この状況を指して、世界秩序挑戦国において権力の分化が進む理由はないと述べたのだが、これは戦争直前の話だ。

戦争直前になれば、戦争を引き起こす国は軍備を増強して、戦争指導のために最高指導者に権限を集中する。
日本は元々権力集中型ではないが、それでも太平洋戦争直前は総理大臣東條英機にかなりの権力が集まっていた。
逆に言うと、戦争準備をしなければ権力は分散したままだったことになる。
大恐慌と保護貿易主義によって、世界秩序挑戦国では国民の生活水準が下がり、不満が蓄積していった。
それを晴らすために、対外強行策に出ることで戦争の危険が高まり、結果として権力が集中したわけだ。
日本、ドイツ、イタリアはこのパターンだろう。

大恐慌の前はどちらかというと、権力分散し、政府はかなり不安定だった。
権力が分散する最大の理由は、経済の成長に全力を注いでいたので、権力の集中の必要がなかったからだ。
経済が最高に成長するときは、個人が自分の能力を最大限に活用しようと、個々の判断で活動していく。
資本主義国では民間企業が自分たちの創意工夫で生産を伸ばそうと必至になる。
政府が何もしようとしないほど、経済は成長しやすい。
だからこそ、急成長した国ほど権力の分散は進んだのだ。
そして、急成長した国ほど急な不況がこたえ、自分たちの成長に自信を持っているので、傲慢となり世界の秩序に挑戦する気になる。

戦前の日本も現在の中国も、政府が自由放任主義で民間の自由な裁量に任せたから、経済は急成長した。
だから、日本は権力が分散していたわけだ。
中国も今までは高度成長していたから、権力は分散していた。
政治局常務委員が5人から7人、そして9人に増えていったのは、それも理由だろう。
そして、今回の党大会で9人から7人に減らそうとするのは、対外関係が不穏となったので、意思決定の速度を早めるためだとも考えられる。

このように戦前の日本と現在の中国で権力が分散されていたのは理由があったわけだ。
問題はこの後だ。
中国共産党内で権力の分散と動脈硬化が進んでいる部分は、ソ連共産党の状況にも似ている。
ソ連共産党は権力集中の方向には向かなかった。
もっともスターリン、フルシチョフのころは戦争の危機が近くて、権力は集中していた。
それが、核による戦争抑止の力が強かったので、改めて戦争を実行する力が働かず、段々と平和に慣れて権力が分散していったのだろう。

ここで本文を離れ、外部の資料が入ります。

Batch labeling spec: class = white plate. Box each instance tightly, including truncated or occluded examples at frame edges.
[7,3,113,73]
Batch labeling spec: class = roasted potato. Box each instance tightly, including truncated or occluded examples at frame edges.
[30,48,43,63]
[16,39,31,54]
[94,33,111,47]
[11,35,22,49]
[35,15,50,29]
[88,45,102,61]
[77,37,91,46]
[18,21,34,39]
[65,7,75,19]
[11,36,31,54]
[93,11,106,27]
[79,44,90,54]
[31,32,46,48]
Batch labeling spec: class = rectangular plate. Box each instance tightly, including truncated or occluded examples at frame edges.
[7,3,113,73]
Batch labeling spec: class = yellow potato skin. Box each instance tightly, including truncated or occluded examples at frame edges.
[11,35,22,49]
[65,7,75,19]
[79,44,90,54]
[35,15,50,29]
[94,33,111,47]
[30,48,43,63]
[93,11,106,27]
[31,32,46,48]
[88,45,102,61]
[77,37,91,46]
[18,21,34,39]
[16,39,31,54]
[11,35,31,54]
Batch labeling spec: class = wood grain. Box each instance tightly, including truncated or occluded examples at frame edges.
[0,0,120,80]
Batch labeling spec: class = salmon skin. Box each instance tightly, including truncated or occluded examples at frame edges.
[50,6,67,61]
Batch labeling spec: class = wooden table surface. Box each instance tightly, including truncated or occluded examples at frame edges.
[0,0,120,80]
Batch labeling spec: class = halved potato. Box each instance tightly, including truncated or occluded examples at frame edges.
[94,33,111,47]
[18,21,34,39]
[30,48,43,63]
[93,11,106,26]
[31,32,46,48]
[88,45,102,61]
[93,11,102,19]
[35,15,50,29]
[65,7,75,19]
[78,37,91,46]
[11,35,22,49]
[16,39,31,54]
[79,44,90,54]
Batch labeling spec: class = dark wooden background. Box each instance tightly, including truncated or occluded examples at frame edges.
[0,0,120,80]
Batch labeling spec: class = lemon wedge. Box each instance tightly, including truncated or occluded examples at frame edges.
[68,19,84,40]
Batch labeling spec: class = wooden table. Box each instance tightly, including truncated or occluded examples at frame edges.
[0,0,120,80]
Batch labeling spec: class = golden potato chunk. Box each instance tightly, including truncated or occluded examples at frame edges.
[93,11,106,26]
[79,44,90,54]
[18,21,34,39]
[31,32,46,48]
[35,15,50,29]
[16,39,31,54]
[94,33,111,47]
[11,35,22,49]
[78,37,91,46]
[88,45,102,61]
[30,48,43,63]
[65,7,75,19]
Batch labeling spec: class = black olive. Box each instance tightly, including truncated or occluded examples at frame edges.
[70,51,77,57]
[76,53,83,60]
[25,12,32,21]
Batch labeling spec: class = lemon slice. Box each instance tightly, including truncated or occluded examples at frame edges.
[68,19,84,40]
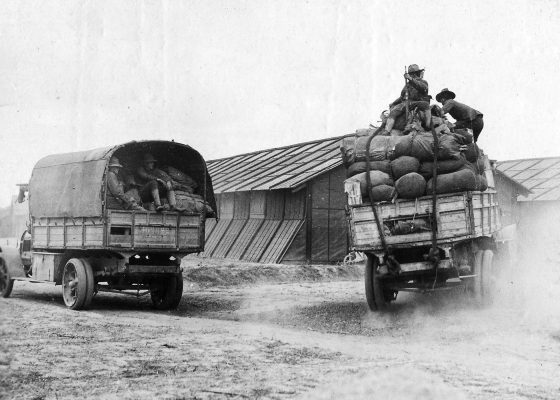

中国は成長が急停止したら、戦争のために権力集中が起こる可能性が高い。
中国はまだ成長が続いている。
輸出は低迷しているけれど、統計上はまだプラス成長だし、実際の所もプラスのように思える。
人々の生活は停滞気味だろうけど、悪くはなっていない。
だから、反日デモに現れるように暴動等を起こすエネルギーはたまっているけれど、それほど強くはない。
問題はこれからだ。
さらに世界の景気が低迷するようならば、中国もマイナス成長に落ち込むかもしれない。
そうすれば本格的に中国の社会は不安定になる。
カオスの時代の到来だ。
本格的に対外強硬路線に向かう可能性は高い。

戦前の日本みたいに、テロ事件が勃発することで、軍部が中心になって対外強硬政策を貫く政府ができるのが、今後の中国の政治の本命だと思っている。